A Minimalist approach to snacking.

Snack Artist
With football season in full swing and the holidays on the way, this would be a good time to go deep on snacking.

When I used to work in an office, one of my coworkers would regularly bring in a large jar of dry roasted peanuts. He used to leave the dry roasted peanuts in a few different spots around the office.

Several times a day he would walk by and grab a handful of peanuts from the jar.  He would also gesture at people, with the jar and say “nuts” ?  I would usually answer yep, then, keep on walking.  Other times, I would grab a handful en-route to a meeting.

I always wondered why he didn’t just leave the nuts in his office. Later, I realized my coworker had a snacking strategy. By leaving snacks in a location outside of his office, he had established a routine whereby he needed to get up and walk to get to the snack.

It also gave him a chance to take a break and socialize a bit. If the nuts had stayed at his desk, they would be gone quicker, even if you factor in the occasional sharing, which really dropped off during cold and flu season.

I’ve often thought about how I can limit my snacking.

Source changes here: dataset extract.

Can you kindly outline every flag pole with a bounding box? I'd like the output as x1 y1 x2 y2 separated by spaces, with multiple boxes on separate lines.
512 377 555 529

At a football or baseball game, I’ve been known to go through a large bag of roasted peanuts along with the other requisite beverages. This is simply because at the game the bag of peanuts is in my lap and there’s nowhere else to put it.   Sharing helps, but not much.

So, with this in mind, I set out to limit my snacking at home. I’ve come up with a simple method of portion control that works well while I’m at my desk, reading or watching TV.


Here are the core elements of my snack plan:

  • Choose a snack that you can eat one or two at a time. Think mixed nuts, goldfish, mini pepperonis.
  • Put these snacks in a very small container ¼ cup. I like the stainless steel sauce cups pictured above.
  • Skip the sauce, just put in the snack. Anything that requires dipping is probably bad news.
  • Fill the small cup up and take it with you, leaving any containers or large bowls behind.
  • Eat the snacks slowly, one of the time, avoiding handfuls.
  • When possible always have a glass of ice water nearby. The ice water is a distraction from the snacks, so you’ll often find yourself having sip of ice water instead of more nuts.
  • When the small cup is empty, you’re done. Your goal is to have that small cup last as long as possible.  Just think of it as endurance.

This really works for me. I get to enjoy snacks, I just need to think about it a little bit more and make it last.

In Spain and Italy, I noticed these small cups in cafes and restaurants. Sometimes they were filled with olives, nuts or small bread sticks.

So, for a meal, instead of ordering a plate of appetizers like chicken wings or mozzarella sticks, folks just whet their appetites with a small portion to go along with their wine or beer. For a table, they might order antipasto, which included meats and several cups of olives, for the table.


Antipasto Frug Style

This is definitely not rocket science, it’s not even dieting.  It’s just figuring out some interesting ways to make less equal more.